Trustees' management of service providers: Do you meet the Pensions Regulator's expectations?
The Pensions Regulator has recently published a statement setting out its expectations of trustees with regard to managing their service providers, particularly for services such as scheme administration where a service provider's failure could have major consequences for the scheme. The statement follows recent high profile concerns about companies providing outsourcing services, including pensions administration services. Regulator statements do not have the force of law, but do indicate the standards the Regulator will expect when considering whether trustees have complied with their broader legal duties.
Trustees are legally responsible for the running of their scheme even though services such as administration may have been delegated to someone else. Sponsoring employers, as ultimate funders of their schemes, also have an interest in the risk of claims against the scheme arising from an administrator's failure.
Key points for managing commercial relationships
Some of the Regulator's key expectations are that trustees should:
- review the suitability of service providers before appointing them, considering multiple providers;
- be confident that service providers are operating in accordance with their legal obligations, use service level agreements and regularly monitor the performance of providers;
- take steps to address areas of poor performance;
- have procedures in place, and a clearly documented procedures manual, to enable a continuous service in the event of a change of provider, or provider failure.
Trustees should understand the contract terms
The Regulator expects trustees to be familiar with, and understand the effects of, the terms and conditions of contracts with service providers, including:
- the scope of services;
- the cost;
- the arrangements and procedures if the service provider is changed; and
- any limits on liability.
One of the practical things that trustees can do to plan for and mitigate the risk of service provider failure is to pay attention to the contractual provisions that deal with what happens in this scenario. Trustees should consider whether the provisions around notice periods to terminate are sensible, what happens on a termination, whether the provisions should be modified in the event of a "distressed" termination and what the contract says about handover of relevant data and information for any replacement provider.
Risk management and business continuity planning
The Regulator expects trustees to have a business continuity plan (BCP) in place which sets out what actions should be taken if certain events occur that would affect the running of the scheme. The Regulator expects the failure of a third party provider to be covered in the BCP.
The Regulator also expects trustees to understand their service providers' business continuity arrangements and be confident that they "ease any risks" to member data and benefits. The Regulator suggests trustees may wish to understand who is liable if processes are interrupted by a BCP event or the BCP fails in practice.
The Regulator expects trustees to work with their service providers to address any areas of concern, and to be aware of risks before making a decision to terminate a contract.
The Regulator's statement contains action points both for ongoing relationships with service providers and the appointment of new service providers. Service level provisions need to be drafted in meaningful terms so that trustees have legal recourse against an administrator whose service levels are not up to scratch. Termination provisions are also key. Firstly, it's important that trustees have a clear right to terminate when they need it.
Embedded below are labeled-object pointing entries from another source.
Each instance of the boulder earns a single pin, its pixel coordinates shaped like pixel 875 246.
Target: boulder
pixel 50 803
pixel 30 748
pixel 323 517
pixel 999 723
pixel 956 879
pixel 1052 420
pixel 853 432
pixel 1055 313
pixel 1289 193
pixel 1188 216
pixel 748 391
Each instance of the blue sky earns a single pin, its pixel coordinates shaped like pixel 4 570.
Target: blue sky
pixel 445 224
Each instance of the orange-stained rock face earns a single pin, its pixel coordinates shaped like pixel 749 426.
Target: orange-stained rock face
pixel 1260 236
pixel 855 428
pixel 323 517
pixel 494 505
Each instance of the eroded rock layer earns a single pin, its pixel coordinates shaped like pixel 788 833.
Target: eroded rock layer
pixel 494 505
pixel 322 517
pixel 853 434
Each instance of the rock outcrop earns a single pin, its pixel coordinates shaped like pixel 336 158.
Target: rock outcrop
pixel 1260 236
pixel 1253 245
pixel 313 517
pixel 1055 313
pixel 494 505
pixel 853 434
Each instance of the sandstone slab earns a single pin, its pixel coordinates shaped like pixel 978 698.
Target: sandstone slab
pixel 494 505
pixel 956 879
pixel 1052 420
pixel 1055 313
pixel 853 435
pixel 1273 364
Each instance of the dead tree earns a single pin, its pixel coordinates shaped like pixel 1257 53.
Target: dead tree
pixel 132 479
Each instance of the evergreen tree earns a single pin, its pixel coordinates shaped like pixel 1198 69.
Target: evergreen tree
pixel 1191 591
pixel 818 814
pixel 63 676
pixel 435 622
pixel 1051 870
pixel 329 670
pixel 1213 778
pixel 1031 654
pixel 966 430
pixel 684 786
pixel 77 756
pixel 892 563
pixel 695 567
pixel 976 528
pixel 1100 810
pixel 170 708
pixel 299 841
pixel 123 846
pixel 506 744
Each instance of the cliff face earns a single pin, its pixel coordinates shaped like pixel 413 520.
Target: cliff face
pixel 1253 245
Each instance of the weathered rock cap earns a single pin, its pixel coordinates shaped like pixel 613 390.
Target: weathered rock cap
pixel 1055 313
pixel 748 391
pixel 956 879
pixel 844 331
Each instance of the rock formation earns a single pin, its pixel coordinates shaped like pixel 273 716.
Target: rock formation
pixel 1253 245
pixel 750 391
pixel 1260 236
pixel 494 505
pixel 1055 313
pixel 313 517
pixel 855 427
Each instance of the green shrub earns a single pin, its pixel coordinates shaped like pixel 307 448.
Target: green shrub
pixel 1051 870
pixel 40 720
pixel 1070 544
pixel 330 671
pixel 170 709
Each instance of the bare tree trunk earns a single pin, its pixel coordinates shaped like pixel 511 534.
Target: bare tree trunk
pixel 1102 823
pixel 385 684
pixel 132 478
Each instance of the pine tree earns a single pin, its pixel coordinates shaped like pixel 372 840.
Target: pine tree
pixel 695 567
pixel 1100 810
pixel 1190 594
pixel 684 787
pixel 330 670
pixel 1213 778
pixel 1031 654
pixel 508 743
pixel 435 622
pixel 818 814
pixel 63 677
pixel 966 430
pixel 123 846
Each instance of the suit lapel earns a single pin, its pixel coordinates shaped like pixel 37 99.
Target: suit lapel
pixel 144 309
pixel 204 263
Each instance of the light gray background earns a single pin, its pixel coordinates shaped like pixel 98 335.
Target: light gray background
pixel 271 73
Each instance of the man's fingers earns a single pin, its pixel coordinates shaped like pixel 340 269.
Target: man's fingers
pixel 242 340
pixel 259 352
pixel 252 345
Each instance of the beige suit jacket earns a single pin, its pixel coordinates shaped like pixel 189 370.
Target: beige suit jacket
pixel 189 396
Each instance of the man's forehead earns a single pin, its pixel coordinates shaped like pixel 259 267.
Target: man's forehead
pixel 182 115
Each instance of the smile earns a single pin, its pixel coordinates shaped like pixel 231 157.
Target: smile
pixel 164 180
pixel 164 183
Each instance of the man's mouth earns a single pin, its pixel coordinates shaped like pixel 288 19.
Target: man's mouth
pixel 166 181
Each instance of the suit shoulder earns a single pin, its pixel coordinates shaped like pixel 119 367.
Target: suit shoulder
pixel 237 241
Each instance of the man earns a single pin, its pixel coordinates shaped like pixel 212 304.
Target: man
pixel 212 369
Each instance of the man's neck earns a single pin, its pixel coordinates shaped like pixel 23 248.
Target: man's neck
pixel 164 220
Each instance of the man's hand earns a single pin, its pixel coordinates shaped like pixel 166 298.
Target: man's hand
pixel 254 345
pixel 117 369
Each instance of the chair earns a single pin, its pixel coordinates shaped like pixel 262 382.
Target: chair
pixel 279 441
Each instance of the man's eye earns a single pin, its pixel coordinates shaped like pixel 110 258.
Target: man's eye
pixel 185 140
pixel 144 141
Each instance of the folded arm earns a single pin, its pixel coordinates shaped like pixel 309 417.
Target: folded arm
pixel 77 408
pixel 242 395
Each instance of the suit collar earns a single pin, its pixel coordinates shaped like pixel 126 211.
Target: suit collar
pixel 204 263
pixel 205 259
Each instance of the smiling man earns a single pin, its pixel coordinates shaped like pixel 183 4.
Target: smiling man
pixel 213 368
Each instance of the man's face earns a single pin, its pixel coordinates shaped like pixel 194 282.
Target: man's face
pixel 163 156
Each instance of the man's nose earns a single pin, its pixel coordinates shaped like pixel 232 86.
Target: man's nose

Secondly, it's important to have robust provisions dealing with an outgoing administrator's obligation to cooperate with the handover to the new administrator. If an administrator has just been sacked, achieving an orderly handover to its competitor is not necessarily going to be its top priority. Liability caps are also key, as liability caps in standard form contracts can be very low relative to the value of benefits being administered.
Standard T&Cs produced by an administrator are inevitably going to be weighted in the administrator's favour, but trustees should recognise their own bargaining power and negotiate accordingly.
Where there is an ongoing administrator relationship in place, the Regulator's statement is clear that trustees are expected to plan ahead for possible problems, not simply react to problems when they occur. If trustees are currently in the process of reviewing provider contracts from a data protection perspective to ensure they meet the requirements of the GDPR, it may be cost efficient to broaden the scope of the review to also cover the points in the Regulator's statement. Trustees should ensure that an explanation by the scheme administrator of its business continuity plan is put on the agenda for discussion at a trustee meeting.
Scheme administrator failure should already feature on a scheme's risk register as a material risk. Trustees should consider what their risk register currently says on this point and how that compares with the expectations set out in the Regulator's statement.
As a practical point, trustees should make sure that they can quickly access their contracts with all service providers, not just administrators but also actuaries, lawyers, investment advisers, auditors etc. Our recent experience is that our clients increasingly look to us not just for legal advice on specific issues, but also for services that enable them to gain easy access to their documents electronically and to identify key terms quickly.